Y dentro de este tipo, dos clases reconocibles.

Enciclopedias y referencias

referencias y recursos

Tenemos a nuestra disposición multitud de recursos donde buscar.

Sin duda alguna, el ejemplo que todos tenemos en mente de este tipo de webs es Wikipedia, una enciclopedia creada de manera completamente colaborativa, con un auténtico ejército de editores voluntarios convencidos del proyecto que ayudan a mantener y que defienden con celo mediante unas reglas de uso estrictas y que posibilitan la calidad actual de la gran mayoría de sus artículos.

Existen muchísimas webs mantenidas por instituciones, editores profesionales y/o voluntarios que son auténticas bases de conocimiento: Stanford Encyclopedia of Philosophy, Internet Encyclopedia of Philosophy, Biblioteca Virtual Miguel de Cervantes, RAE, etc.

Comunidades de preguntas y respuestas

Así de simple: webs en las que los usuarios hacen preguntas y otros usuarios ofrecen sus respuestas, creando una base de datos de consultas colaborativa que, en algunas ocasiones, ofrecen bastante calidad. Algunos ejemplos:

  • Quora: hasta hace poco solo en inglés pero por fin con una versión en castellano. Concebida como una red social donde los usuarios plantean preguntas a partir de las cuales se entablan -no siempre- muy interesantes debates.
  • StackOverflow: web con carácter técnico donde los propios usuarios se dan soporte entre sí para resolver sus dudas de programación, diseño web, etc. Pertenece a un portal mayor, StackExchange, que aglutina una gran cantidad de comunidades para resolver dudas sobre todo tipo de temáticas como fotografía, matemáticas, budismo, filosofía, idiomas, derecho, física, etc.
  • Yahoo! Answers: aunque últimamente se ha convertido en una fuente inagotable de anécdotas graciosas, la comunidad de preguntas y respuestas creada por Yahoo! fue uno de los primeros ejemplos de este tipo de webs.

Debemos tener en cuenta que tanto las comunidades como las webs de referencia hacen uso de motores de búsqueda que permiten encontrar fácilmente sus contenidos.

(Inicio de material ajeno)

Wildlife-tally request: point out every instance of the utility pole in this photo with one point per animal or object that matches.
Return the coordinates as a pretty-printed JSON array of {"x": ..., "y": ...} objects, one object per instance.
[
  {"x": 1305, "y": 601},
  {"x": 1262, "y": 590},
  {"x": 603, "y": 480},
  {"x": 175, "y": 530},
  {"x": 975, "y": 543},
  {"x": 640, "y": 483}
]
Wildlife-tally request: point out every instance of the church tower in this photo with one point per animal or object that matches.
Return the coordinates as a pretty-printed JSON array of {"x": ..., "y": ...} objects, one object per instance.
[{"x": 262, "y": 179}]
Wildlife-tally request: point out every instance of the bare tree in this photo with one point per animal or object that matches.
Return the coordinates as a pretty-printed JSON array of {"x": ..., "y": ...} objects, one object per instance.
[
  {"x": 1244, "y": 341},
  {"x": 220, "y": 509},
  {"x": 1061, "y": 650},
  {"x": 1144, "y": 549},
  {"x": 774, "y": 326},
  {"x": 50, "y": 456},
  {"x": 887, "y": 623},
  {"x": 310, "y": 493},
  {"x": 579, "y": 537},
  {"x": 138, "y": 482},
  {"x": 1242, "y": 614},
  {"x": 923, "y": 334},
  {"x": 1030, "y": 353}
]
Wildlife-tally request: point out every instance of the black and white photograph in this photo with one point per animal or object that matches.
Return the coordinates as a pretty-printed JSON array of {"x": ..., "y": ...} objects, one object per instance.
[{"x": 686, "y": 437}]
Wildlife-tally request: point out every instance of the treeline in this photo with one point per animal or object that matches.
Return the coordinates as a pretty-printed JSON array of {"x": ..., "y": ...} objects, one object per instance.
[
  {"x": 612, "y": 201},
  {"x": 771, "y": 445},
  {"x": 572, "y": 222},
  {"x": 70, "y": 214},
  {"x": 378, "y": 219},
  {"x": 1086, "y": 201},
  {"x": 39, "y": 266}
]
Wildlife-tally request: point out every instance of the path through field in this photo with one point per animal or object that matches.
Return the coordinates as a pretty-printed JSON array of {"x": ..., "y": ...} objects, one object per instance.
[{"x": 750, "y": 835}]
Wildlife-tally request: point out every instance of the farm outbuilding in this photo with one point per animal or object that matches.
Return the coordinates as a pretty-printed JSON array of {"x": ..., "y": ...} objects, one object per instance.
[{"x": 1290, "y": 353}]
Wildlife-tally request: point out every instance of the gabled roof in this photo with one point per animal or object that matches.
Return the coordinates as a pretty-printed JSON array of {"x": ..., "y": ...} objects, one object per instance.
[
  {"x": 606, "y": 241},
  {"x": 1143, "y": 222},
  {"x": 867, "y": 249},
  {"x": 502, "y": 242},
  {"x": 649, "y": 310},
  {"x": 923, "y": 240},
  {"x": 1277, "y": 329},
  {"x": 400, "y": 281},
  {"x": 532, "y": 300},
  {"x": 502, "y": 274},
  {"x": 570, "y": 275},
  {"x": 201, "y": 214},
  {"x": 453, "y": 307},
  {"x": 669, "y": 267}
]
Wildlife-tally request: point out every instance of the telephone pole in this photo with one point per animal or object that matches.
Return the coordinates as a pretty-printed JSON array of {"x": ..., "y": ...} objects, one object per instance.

Coda final a modo de reflexión sobre la búsqueda de respuestas en la era digital

Como podemos ver, tenemos a nuestra disposición multitud de recursos en los que buscar información. Podemos resolver nuestras dudas, plantear preguntas, consultar bases de datos… la información está ahí, delante de nosotros, para que la utilicemos, no para que la consumamos sin más.

Sin embargo, a pesar de encontrar respuesta a tantas preguntas, la humanidad sigue sin resolver las cuestiones más importantes que lo han acompañado a lo largo de su existencia -o al menos no consigue ponerse de acuerdo a la hora de ofrecer una propuesta que convenza a todos sus miembros. Esto ha sido así, es así, y lo seguirá siendo durante muchísimos años más, que no nos quepa duda.

Jamás encontraremos un 42 que se postule como la gran solución a las grandes incógnitas como el sentido de la vida, el universo y todo lo demás.

Y simplemente por una sencilla razón: somos seres curiosos.